Monday, May 26, 2014

How to Speed Up Processing Large Files

Here are five useful tips to speed up Mathematica, especially when working with large files.

First, use simple file formats such as .txt or .csv, thereby avoiding the complicated superstructure of, for example, Microsoft Excel. I have processed files with between 10^5 and 10^6 elements by saving an Excel file as CSV. 

Second, memory is cheap — the simplest way is to increase the random access memory allocated to Mathematica. To increase RAM (Random Access Memory, which is 100 - 1000 times faster than standard hard drive memory, but solid state drives are changing that) allocated to Mathematica, the command is 

ReinstallJava[JVMArguments->"Xmx6000m"]

where the final piece "6000m" tells your operating system to allocate more memory to the Java Virtual Machine, in this case 6000 MB (= 6 GB), but it can be as large as your RAM will tolerate. 

I have several machines with 16 GB of RAM and one with 32 GB. I've needed up to 9 GB ("9000m") allocated to Mathematica for generating large plots of trees as well as processing large files. 

First load the JLink Package and then reinstall Java with a memory spec:

Needs@"JLink`";
ReinstallJava[JVMArguments -> "-Xmx3000m"]

Whatever you get for Output is fine as long as there is no error message.

Third, instead of using Import, I have found that the lower-level ReadList function is one or two orders of magnitude faster.
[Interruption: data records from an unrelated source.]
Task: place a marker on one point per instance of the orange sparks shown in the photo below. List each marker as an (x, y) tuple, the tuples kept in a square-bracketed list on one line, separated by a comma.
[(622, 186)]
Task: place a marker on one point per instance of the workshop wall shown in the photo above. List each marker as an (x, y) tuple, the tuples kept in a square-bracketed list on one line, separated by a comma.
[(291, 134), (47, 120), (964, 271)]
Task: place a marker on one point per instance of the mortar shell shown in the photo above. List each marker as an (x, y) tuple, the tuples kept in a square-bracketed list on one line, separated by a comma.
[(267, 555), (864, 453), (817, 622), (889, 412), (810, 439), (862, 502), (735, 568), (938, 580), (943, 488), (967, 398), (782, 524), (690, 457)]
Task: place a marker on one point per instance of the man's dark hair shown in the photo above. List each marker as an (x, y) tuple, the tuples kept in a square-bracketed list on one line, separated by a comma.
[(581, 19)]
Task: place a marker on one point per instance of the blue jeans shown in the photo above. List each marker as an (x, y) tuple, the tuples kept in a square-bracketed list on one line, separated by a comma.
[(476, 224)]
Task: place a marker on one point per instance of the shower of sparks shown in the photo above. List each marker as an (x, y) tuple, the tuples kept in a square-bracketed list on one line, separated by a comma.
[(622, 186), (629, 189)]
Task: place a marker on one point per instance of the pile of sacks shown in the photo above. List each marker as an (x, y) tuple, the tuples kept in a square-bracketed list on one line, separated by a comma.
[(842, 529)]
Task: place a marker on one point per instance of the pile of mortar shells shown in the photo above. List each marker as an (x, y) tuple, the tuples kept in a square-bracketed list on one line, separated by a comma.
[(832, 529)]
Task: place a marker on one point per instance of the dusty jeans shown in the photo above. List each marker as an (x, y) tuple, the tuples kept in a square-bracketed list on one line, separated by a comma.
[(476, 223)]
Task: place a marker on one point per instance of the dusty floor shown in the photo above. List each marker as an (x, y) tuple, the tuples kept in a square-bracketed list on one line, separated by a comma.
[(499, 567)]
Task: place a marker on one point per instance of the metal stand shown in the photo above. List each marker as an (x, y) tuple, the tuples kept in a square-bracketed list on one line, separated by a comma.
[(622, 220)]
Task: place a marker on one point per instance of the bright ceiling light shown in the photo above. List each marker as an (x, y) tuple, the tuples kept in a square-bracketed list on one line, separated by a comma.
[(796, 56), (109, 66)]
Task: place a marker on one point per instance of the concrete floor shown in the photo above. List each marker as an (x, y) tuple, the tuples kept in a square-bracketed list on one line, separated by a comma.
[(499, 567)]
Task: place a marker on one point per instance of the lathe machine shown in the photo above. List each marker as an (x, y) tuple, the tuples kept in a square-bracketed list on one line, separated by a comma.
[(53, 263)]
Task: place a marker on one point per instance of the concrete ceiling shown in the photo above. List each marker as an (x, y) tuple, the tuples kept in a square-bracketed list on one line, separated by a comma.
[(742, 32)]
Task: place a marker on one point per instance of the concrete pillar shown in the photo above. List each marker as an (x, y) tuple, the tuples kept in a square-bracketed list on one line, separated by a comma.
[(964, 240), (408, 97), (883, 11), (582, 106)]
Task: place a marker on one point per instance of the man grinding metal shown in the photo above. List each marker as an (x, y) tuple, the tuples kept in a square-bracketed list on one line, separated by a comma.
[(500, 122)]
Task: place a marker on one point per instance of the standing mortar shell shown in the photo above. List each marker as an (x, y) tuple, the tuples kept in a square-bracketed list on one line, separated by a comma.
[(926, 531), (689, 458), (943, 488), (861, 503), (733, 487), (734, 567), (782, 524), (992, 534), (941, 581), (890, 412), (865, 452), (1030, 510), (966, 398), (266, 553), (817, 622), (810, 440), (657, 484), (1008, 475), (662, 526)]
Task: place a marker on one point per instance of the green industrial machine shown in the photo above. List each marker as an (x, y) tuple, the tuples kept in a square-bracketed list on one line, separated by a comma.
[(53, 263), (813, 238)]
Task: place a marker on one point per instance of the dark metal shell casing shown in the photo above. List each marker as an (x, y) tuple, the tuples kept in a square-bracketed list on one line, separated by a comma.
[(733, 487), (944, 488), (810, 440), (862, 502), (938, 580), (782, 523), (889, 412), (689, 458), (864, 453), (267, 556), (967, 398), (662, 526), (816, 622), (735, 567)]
See http://reference.wolfram.com/mathematica/ref/ReadList.html. For instance, after trying Import on a 150 GB file and it never finished, I used ReadList and it took 72 seconds!

Fourth, get the data in parts if getting all the records at once is slow. See the Elements section of  http://reference.wolfram.com/mathematica/ref/format/XLSX.html for details on getting parts of data. For example, I've found breaking a list of 10^6 records into sublists of 50K records works wonders.

Fifth, I don't know why, but Mathematica is slow at exporting HTML format. When working with thousands of files It is far quicker to save them as text and then change the file extensions with a shell command such as 

ren *.txt *.html